La inversión se desglosa en tres tramos:
- US$ 25.000 millones en infraestructura portuaria, logística y licuefacción
- US$ 20.000 millones en perforación y producción hasta 2031
- US$ 40.000 millones adicionales entre 2031 y 2050, con hasta 800 pozos operativos
Según estimaciones oficiales, el proyecto generaría US$ 300.000 millones en exportaciones, con impacto directo en la balanza energética, el empleo técnico y la infraestructura intermodal.
Articulación institucional y respaldo diplomático
El acuerdo fue firmado en Buenos Aires por Horacio Marín, presidente y CEO de YPF, y Claudio Descalzi, CEO de Eni, en presencia de autoridades nacionales. La iniciativa será presentada al Régimen de Incentivo a Grandes Inversiones (RIGI) para asegurar condiciones fiscales estables y garantías jurídicas a largo plazo.

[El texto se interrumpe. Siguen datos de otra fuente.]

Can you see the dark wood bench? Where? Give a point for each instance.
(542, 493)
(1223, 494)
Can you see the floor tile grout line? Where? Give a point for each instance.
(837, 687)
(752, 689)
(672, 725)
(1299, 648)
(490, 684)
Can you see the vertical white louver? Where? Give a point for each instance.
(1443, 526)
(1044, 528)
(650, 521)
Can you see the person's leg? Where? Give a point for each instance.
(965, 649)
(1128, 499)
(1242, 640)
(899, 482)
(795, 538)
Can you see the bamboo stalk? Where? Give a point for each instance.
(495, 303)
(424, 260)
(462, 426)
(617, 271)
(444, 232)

Desde YPF se destacó que el acuerdo corresponde al Technical FID (definición técnica previa a la decisión final de inversión), y que Eni fue elegida por su trayectoria internacional en proyectos de GNL y su capacidad operativa en entornos complejos.

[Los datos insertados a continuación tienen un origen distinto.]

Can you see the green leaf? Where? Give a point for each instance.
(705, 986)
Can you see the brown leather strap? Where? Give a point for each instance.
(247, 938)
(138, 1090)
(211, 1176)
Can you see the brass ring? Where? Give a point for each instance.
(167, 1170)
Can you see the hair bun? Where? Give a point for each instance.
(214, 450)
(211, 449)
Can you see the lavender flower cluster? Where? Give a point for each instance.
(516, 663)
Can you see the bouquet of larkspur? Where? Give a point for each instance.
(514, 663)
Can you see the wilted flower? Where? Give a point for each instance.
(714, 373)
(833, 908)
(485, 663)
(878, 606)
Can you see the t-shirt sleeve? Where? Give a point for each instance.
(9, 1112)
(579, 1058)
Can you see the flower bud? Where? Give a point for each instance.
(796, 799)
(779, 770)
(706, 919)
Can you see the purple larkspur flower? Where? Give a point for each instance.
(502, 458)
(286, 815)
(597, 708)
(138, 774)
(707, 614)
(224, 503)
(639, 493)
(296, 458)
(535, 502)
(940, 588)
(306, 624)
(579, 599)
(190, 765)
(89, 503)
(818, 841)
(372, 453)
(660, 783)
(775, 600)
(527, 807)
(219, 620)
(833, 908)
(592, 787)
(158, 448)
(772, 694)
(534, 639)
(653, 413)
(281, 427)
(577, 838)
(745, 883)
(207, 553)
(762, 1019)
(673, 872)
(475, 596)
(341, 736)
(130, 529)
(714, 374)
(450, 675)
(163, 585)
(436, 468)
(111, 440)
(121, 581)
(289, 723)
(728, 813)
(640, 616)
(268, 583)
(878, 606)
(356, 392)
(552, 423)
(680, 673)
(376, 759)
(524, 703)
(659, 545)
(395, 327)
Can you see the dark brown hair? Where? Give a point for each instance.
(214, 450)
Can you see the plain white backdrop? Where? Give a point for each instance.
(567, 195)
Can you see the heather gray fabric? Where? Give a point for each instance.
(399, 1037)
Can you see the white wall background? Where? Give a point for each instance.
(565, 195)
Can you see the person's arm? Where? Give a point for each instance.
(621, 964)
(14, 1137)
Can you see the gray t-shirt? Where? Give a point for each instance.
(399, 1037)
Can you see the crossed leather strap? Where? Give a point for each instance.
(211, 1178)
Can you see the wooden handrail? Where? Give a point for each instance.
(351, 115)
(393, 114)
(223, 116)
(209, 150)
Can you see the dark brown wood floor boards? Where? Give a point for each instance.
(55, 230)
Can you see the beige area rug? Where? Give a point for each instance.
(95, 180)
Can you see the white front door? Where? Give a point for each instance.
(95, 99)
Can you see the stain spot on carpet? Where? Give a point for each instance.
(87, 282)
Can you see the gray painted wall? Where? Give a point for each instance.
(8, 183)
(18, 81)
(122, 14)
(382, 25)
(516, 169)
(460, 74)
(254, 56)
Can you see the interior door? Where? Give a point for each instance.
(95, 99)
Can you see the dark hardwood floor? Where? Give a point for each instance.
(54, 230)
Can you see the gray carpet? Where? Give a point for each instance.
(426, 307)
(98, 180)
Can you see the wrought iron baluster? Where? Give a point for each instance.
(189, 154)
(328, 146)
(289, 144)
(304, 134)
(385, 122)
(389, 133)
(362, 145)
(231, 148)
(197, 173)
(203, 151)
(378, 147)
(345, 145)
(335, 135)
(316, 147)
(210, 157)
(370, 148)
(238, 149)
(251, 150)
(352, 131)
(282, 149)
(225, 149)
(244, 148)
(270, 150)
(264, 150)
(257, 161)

Lectura italiana: Vaca Muerta como nodo estratégico
Según el medio especializado Energia Oltre, el proyecto fue presentado en Roma durante la Conferencia Italia–América Latina, con respaldo diplomático del gobierno italiano. Eni considera a Vaca Muerta como “potenziale immenso” y el acuerdo como “tappa fondamentale” para la seguridad energética europea post-rusa.
Claudio Descalzi afirmó que el yacimiento argentino “tiene más rendimiento que los mejores campos de shale de EE.UU.”, y que el gas argentino será clave para reemplazar carbón en Europa y Asia.

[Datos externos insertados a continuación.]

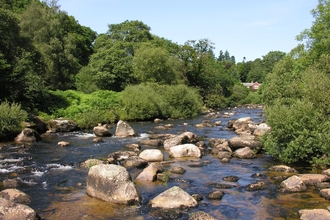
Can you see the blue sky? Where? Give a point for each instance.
(246, 28)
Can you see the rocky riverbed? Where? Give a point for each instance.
(209, 167)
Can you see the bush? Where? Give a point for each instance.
(11, 118)
(86, 109)
(149, 101)
(216, 101)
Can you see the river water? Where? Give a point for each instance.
(52, 176)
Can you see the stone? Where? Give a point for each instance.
(133, 147)
(152, 155)
(98, 140)
(244, 141)
(121, 155)
(134, 161)
(224, 154)
(174, 197)
(325, 193)
(14, 211)
(293, 184)
(314, 179)
(319, 214)
(10, 183)
(102, 131)
(215, 195)
(256, 186)
(244, 153)
(15, 195)
(200, 215)
(282, 168)
(185, 150)
(261, 129)
(63, 125)
(152, 142)
(91, 162)
(111, 183)
(28, 135)
(186, 137)
(123, 129)
(177, 170)
(230, 178)
(63, 143)
(150, 172)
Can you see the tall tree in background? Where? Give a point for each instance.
(110, 67)
(63, 43)
(21, 64)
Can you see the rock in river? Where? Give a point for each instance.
(111, 183)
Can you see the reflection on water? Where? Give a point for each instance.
(52, 177)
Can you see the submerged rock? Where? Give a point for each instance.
(319, 214)
(123, 129)
(174, 197)
(15, 195)
(111, 183)
(293, 184)
(152, 155)
(28, 135)
(186, 137)
(102, 131)
(12, 211)
(150, 172)
(201, 216)
(185, 150)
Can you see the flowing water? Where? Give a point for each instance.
(51, 175)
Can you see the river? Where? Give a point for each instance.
(52, 176)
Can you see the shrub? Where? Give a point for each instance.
(216, 101)
(148, 101)
(11, 118)
(86, 109)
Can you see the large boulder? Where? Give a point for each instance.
(184, 138)
(152, 155)
(244, 153)
(185, 150)
(293, 184)
(150, 173)
(15, 195)
(111, 183)
(134, 161)
(314, 179)
(200, 216)
(311, 214)
(241, 125)
(63, 125)
(261, 129)
(325, 193)
(102, 131)
(282, 169)
(245, 141)
(14, 211)
(174, 197)
(28, 135)
(124, 130)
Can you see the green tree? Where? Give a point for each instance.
(155, 64)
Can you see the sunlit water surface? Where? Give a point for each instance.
(51, 175)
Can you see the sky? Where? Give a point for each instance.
(245, 28)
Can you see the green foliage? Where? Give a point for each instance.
(149, 101)
(216, 101)
(11, 118)
(240, 92)
(253, 98)
(300, 120)
(86, 109)
(154, 64)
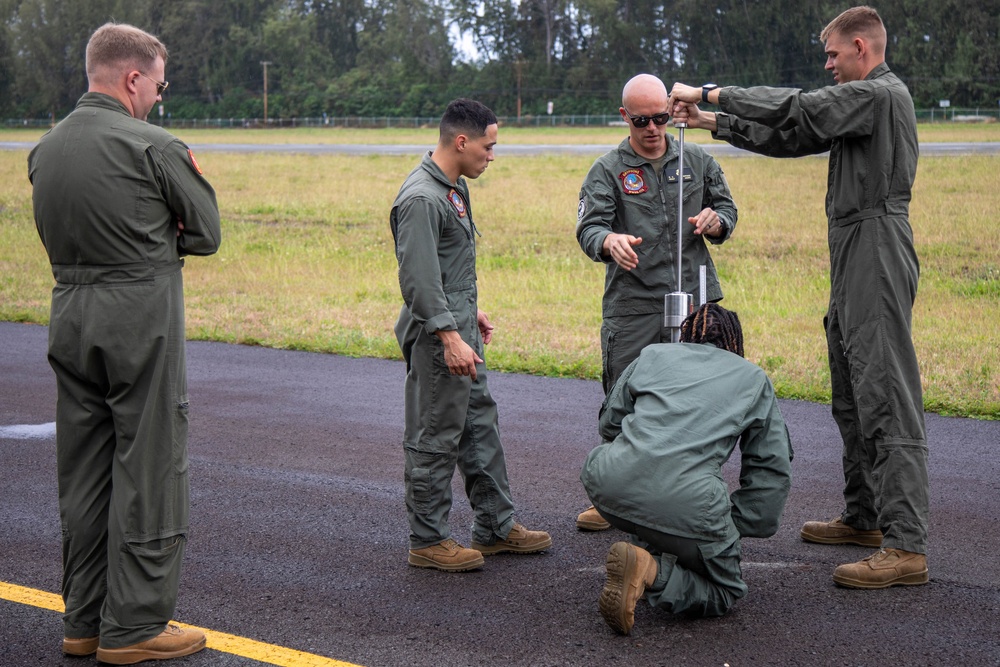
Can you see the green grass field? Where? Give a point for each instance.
(307, 259)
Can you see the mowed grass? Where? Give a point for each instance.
(427, 135)
(307, 263)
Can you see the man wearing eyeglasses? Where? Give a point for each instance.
(117, 204)
(627, 219)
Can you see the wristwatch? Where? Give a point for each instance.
(705, 90)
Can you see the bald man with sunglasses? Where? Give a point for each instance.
(627, 219)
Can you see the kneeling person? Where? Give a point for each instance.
(671, 421)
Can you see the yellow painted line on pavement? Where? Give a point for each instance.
(217, 641)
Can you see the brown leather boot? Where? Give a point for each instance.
(590, 519)
(173, 642)
(519, 540)
(884, 568)
(447, 556)
(630, 571)
(84, 646)
(838, 532)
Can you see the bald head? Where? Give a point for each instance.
(644, 89)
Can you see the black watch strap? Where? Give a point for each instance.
(708, 87)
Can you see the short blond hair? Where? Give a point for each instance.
(861, 22)
(122, 45)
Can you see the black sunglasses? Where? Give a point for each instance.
(643, 121)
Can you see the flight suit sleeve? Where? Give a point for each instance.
(596, 213)
(719, 198)
(787, 122)
(417, 233)
(765, 470)
(191, 199)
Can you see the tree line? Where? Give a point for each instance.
(410, 57)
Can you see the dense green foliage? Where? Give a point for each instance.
(402, 57)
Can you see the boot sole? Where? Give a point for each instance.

Impacto logístico y soberanía energética
La iniciativa no solo posiciona a Argentina como proveedor estratégico de GNL, sino que redefine su rol en la logística intercontinental:
- Articulación con puertos atlánticos para exportación directa a Europa y Asia
- Desarrollo de infraestructura flotante que evita dependencia de terminales terrestres
- Generación de empleo técnico especializado en perforación, licuefacción y trazabilidad energética
Además, el proyecto se alinea con los objetivos de descarbonización global, aunque aún enfrenta desafíos operativos en materia de propulsión alternativa y certificación ambiental.
El acuerdo YPF–Eni representa mucho más que una inversión récord: es una plataforma de soberanía energética, trazabilidad logística y articulación institucional. La escala del proyecto, el respaldo diplomático y la proyección exportadora lo convierten en un nodo estratégico para la transición energética global. Si logra consolidarse con gobernanza técnica y planificación fiscal, Argentina podría convertirse en uno de los principales proveedores de GNL del hemisferio sur.